Concern flashed across his face. “She got a wound-up ex or something you can look into?”
I shrugged because I didn’t know if the pissed off TA or legion of spurned suitors really counted as being wound up enough to be dangerous.
“I don’t know. I have a guy who owes me a favor or six keeping an eye on her for a minute, but I don’t like it. It doesn’t add up to me, and that means it’s going to bug me until I get it all figured out.”
“You need to be looking out for yourself. Add a pretty girl in the mix and you end up with a weak spot anyone from a million miles away can see. Just ask my brother.”
“I dunno, Titus. Bax got wrapped up in Dovie and suddenly cared enough to take on the entire world for her. Seems to me that when you add a pretty girl into the mix, that’s when you give a dangerous man something to really be dangerous for.”
He tilted his head to the side. “Maybe. If you get any solid info—a name, a number, a license plate on the car—give me a holler and I’ll see if I can run anything down for you.”
I told him thank you and watched him disappear into the bowels of the garage. I was sure he was making a mental note of all the plates on the cars so he could run them against any that were reported as stolen. Titus was a good man, but he was a cop first. He might let Bax and me slide without any hard proof, but if we ever gave him a reason to, he would have no issue putting both Bax and me behind bars, and I knew that in his mind he would be doing it for our own good.
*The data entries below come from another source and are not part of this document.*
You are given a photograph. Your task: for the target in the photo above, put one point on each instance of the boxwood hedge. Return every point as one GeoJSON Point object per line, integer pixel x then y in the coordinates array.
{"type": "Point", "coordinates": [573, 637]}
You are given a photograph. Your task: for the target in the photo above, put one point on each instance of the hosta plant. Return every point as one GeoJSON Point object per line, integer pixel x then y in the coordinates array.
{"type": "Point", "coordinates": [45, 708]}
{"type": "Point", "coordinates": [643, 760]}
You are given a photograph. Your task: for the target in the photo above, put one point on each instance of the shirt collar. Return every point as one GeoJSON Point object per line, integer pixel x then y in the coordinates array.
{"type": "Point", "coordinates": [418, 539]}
I trudged to the shower of doom and decided after a restless night full of sexual frustration that it was going to be ice cubes and not fire today. The way my neck creaked and cracked really did give testimony to the fact that maybe I should look into getting a bed for the place. And the truth of the matter was, I knew, just knew, things with Brysen and me were far from over and I didn’t want to be the schmuck trying to put the moves on her in a place that had one chair, a foldout couch, and only a bottle of Scotch in the freezer. She deserved better than that. I could offer her better than that, but then what? She would leave and I would have to pretend like I wasn’t living this life where I was constantly on the alert, constantly thinking twenty moves ahead.